President Recep Tayyip Erdoğan yesterday addressed the 13th Ambassadors Conference, of which the main theme was “Wise and compassionate Turkish diplomacy on the eve of 2023 and beyond” and delivered key messages on the top items on Türkiye’s foreign policy agenda.
The news stories about some Western governments’ unhappiness with the Sochi summit, which took place on Aug. 5, and Türkiye’s deepening economic cooperation with Russia certainly added to the significance of those remarks.
Specifically, Erdoğan’s pledge to “create a 30-kilometer-deep safe zone” in Syria and “connect the various links of the security corridor soon” hinted that he has not reversed his decision to carry out a military operation across Türkiye’s southern border.
At the same time, the Turkish president identified Al-Aqsa Mosque as a red line for his country and criticized Israel’s attacks against Gaza, highlighting the limits of the normalization policy.
It is possible to identify the most important parts of Erdoğan’s address as follows:
First, he highlighted his contributions to the core principle of the Republic’s foreign policy: “Peace at home, peace in the world.” Stressing that Türkiye aimed to “create an area of peace and cooperation” and “promote good neighborly relations” in its neighborhood, Erdoğan made references to the grain deal and the 2020 victory in Karabakh to underline that “the principle of ‘peace at home, peace in the world’ can only become reality with a proactive approach,” as “the difficulty of accomplishing things at the negotiating table without being strong on the ground is self-evident.”

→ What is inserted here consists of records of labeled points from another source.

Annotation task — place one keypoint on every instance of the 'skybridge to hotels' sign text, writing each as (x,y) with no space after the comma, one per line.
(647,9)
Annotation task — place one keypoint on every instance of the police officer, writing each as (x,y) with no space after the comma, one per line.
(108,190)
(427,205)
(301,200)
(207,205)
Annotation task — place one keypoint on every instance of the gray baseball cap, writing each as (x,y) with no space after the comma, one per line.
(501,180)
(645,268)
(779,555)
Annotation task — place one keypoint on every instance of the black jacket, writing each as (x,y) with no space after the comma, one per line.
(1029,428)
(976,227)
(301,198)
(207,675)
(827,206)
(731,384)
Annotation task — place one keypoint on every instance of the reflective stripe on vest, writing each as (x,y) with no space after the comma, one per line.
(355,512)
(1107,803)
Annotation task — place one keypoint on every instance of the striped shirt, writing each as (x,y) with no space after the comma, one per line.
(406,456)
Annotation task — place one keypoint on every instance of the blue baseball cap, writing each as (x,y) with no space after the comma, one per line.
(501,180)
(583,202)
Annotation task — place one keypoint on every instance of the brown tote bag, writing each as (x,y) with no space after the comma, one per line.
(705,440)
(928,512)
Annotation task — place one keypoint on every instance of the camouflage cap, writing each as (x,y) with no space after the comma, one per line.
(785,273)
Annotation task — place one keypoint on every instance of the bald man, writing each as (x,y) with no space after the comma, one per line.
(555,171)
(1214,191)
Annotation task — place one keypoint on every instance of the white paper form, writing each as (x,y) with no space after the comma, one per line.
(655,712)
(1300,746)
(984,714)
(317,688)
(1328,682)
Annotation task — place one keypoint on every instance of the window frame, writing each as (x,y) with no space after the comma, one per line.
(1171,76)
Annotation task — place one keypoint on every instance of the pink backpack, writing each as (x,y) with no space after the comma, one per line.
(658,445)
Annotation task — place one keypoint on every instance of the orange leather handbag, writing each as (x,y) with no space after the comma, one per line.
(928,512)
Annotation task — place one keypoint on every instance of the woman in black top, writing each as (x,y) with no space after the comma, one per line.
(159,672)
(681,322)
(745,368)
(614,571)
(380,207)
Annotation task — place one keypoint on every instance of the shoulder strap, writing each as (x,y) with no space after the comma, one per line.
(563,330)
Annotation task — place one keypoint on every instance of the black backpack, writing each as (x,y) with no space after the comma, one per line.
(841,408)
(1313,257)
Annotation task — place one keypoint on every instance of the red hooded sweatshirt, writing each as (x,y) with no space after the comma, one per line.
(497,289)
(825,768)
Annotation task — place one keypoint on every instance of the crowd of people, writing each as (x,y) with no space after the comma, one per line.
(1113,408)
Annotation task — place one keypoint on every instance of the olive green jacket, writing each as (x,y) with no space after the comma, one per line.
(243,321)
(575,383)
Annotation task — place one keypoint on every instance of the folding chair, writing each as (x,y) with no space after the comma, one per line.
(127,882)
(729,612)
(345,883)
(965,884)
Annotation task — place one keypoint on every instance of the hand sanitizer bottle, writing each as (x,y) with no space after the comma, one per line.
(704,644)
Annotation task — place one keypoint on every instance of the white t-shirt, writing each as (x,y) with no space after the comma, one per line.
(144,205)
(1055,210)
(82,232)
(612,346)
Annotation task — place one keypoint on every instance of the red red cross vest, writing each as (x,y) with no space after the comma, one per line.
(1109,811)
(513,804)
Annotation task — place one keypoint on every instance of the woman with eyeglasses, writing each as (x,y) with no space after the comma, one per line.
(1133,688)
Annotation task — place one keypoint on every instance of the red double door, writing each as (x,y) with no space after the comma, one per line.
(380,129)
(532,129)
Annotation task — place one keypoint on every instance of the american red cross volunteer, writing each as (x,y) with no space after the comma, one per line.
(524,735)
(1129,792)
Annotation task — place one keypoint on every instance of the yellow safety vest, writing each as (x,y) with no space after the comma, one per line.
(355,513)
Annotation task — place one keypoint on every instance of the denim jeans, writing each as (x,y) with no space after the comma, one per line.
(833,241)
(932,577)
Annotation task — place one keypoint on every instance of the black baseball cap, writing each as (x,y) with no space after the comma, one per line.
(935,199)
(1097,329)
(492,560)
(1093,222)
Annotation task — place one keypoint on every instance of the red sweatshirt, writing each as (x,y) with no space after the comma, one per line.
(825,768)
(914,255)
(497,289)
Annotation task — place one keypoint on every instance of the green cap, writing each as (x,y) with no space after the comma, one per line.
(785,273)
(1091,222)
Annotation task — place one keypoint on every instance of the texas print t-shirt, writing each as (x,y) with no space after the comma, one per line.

Secondly, President Erdoğan identified the Russia-Ukraine war as a reflection of the international system’s inadequacy. Recalling his well-known mottos, “the world is bigger than five” and “a fairer world is possible,” he reiterated his call for creating a new system “centered around humans, justice, fairness, rights and equality.” It should not be surprising for the Turkish leader to argue at the United Nations General Assembly next month that the Russia-Ukraine war deepened the international system’s long-standing crisis and call for U.N. reform much more forcefully. Obviously, Erdoğan happens to be in a position to send such striking messages to world leaders, as his diplomatic success made the grain deal possible and he still insists on bringing together Russia’s President Vladimir Putin and Ukrainian President Volodymyr Zelenskyy.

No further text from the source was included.